A defesa do fado, dos fadistas e do público fadista não pode ficar ao descuido dos negociantes; urge elaborar um regulamento que a Inspecção-Geral dos Espectáculos aprove e que possa servir de lei.
Ao contrário do que no primeiro momento poderá parecer, a execução dum preceituário ou dum doutrinal fadista, tende a aumentar a expansão da arte urbana. Com o desaparecimento de certas razões de queixa contra o fado, aumentará o número de apreciadores e, consequente, o número de artistas e dos salões.
O ideal seria ver abrir e funcionar, em cada bairro de Lisboa, um amplo e belo salão de fados, junto do qual existiria um curso para guitarristas e cantadores, durante as horas da tarde.
Atrair a juventude, chamar à actividade artística dezenas de rapazes e de raparigas, criar novas equipas de cantadores e de cantadeiras, trabalhar pela beleza e pela expansão da língua pátria e da arte popular, – será por acaso condenável? Em vez de tavernas com receptores roufenhos, em vez de recintos de más conversas, jogos viciosos, languidez, desmoralização, degenerescência, – não será melhor promover a formação de centros de educação musical e de arte popular?

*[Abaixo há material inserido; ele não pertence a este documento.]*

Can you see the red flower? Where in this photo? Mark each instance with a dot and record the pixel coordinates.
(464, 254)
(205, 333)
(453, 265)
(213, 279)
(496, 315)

Singular exemplo oferece o povo de Lisboa ao país inteiro! Diz-se que os portugueses têm perdido pouco a pouco o gosto de cantar; observa-se que a transferência para a cidade diminui no ser humano a aptidão espontânea para o canto; que cada vez mais se acentua a apagada e vil tristeza. As cidades da província possuem cafés que se propõem imitar os da capital; as cidades da província possuem teatros e cinemas por onde transitam produções internacionais; mas as cidades da província não têm locais acolhedores aonde o povo possa levar diariamente a sua voz e fazer ouvir o seu folclore, onde em doces horas de conforto e de prazer espiritual se aprecie a arte da região. Seria interessante que as cidades da província fizessem o que Lisboa, amaldiçoada por ser o berço do fado, lhes ensina a fazer, em reacção contra um aspecto de decadência social, como é, sem dúvida, a mudez do homem entre os ruídos das máquinas e dos transportes urbanos. Admirável lição do povo fadista ao país inteiro, oferecendo-lhe a canção dos que vencem pelo trabalho e pela arte!
Café Palladium, 12 de Julho de 1937*.
* Em consequência das repercussões [na Imprensa do País e na do Brasil], veio a ser publicada, no ano XV, n.º 194, de 1 de Janeiro de 1938, p. 2, [em Canção do Sul], a seguinte carta:
«… Sr. João Reis
Digníssimo director da Canção do Sul
Para satisfazer o seu pedido de rectificação de um passo da minha conferência de doutrina fadista, nada me custa declarar que de forma nenhuma pretendi atingir a reputação moral dos cantadores e das cantadeiras de fado. A origem das jóias exibidas nos tablados não interessava ao ponto de vista em discussão, e sobre ela não fiz sequer o mais leve juízo depreciativo.
Custa-me, porém, ter de acreditar que o meu simples ensaio, escrito numa intenção de defesa do fado, de quem o cultiva e de quem o propaga, pudesse ser lido com tanta malícia. É caso para recordar mais uma vez o célebre dito: Honni soit qui mal y pense ["vergonha sobre quem puser nisto malícia"].
Às cantadeiras e aos cantadores que lhe manifestaram dúvidas sobre as minhas intenções de escritor, pode V. Ex.ª comunicar este esclarecimento que é a expressão da verdade.
Sem outro assunto, creia na consideração de quem se assina…
Álvaro Ribeiro (Lisboa, 30-XII-1937)».